Opinion ID: 484754
Heading Depth: 1
Heading Rank: 4

Heading: in court identification

Text: 90 At trial, when Cates was testifying as to the details of the January 1981 load, he stated that when he landed at Papa Joe's airstrip a gentleman named Gene and Ron Harrison were there. Cates stated that he did not know Gene prior to that meeting. Cates was then asked, do you see anybody in the courtroom now who you knew at that time as Gene? Cates responded that he did not.
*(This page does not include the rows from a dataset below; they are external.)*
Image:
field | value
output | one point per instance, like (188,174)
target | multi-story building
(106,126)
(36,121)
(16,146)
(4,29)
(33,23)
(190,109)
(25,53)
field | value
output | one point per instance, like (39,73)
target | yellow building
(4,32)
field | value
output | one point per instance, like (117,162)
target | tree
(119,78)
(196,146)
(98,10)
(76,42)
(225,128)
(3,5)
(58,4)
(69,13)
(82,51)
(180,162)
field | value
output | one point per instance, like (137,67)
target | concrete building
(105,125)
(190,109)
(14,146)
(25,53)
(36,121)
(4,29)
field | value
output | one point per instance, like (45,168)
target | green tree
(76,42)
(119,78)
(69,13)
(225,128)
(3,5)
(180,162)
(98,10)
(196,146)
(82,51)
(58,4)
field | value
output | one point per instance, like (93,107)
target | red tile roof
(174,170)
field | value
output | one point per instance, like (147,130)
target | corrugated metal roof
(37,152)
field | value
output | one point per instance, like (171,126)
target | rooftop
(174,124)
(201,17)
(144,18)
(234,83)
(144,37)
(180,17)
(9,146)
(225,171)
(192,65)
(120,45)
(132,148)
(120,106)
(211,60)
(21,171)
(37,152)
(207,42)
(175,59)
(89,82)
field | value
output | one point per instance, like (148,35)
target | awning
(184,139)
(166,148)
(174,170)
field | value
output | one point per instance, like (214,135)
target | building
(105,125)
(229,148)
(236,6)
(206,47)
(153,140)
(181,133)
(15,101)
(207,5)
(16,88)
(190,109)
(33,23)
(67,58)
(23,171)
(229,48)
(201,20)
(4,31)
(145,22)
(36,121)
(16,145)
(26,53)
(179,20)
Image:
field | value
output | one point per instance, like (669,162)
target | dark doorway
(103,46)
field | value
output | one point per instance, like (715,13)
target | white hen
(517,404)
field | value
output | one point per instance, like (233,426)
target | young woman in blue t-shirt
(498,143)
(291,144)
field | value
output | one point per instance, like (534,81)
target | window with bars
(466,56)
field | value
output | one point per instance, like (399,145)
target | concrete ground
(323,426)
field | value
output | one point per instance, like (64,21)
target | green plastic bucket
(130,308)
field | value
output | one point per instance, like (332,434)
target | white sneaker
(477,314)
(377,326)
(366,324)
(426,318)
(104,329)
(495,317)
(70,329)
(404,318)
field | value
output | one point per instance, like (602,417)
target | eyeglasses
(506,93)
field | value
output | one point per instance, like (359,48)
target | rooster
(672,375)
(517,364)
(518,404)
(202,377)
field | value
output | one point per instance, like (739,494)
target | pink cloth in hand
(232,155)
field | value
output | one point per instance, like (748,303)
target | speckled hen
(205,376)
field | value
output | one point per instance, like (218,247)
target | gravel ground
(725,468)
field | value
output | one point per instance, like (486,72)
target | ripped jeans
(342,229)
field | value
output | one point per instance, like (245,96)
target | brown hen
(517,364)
Later, Cates testified that he recognized Gene Slusser's voice in a subsequent telephone conversation because Cates had met Slusser at Papa Joe's airstrip in January 1981. At that point, Cates identified Slusser in court as the man he saw at Papa Joe's. In the voir dire that followed, Cates indicated that he had not been able to see Slusser in the courtroom when he was first asked to identify him because the row of defense attorneys blocked his view. Slusser's motion for a mistrial on the basis of a taint in Cates's identification was denied. 91 Slusser's claim must fail because he has produced no evidence indicating that the identification procedure was so impermissibly suggestive as to give rise to a very substantial likelihood of misidentification. Albert v. Montgomery, 732 F.2d 865, 871 (11th Cir.1984). There is no evidence to suggest that Cates was lying when he stated that his initial failure to identify Slusser was due to the fact that his view of Slusser was obstructed. 24 Thus, the identification procedure was not impermissibly suggestive and the motion for a mistrial on that basis was properly denied.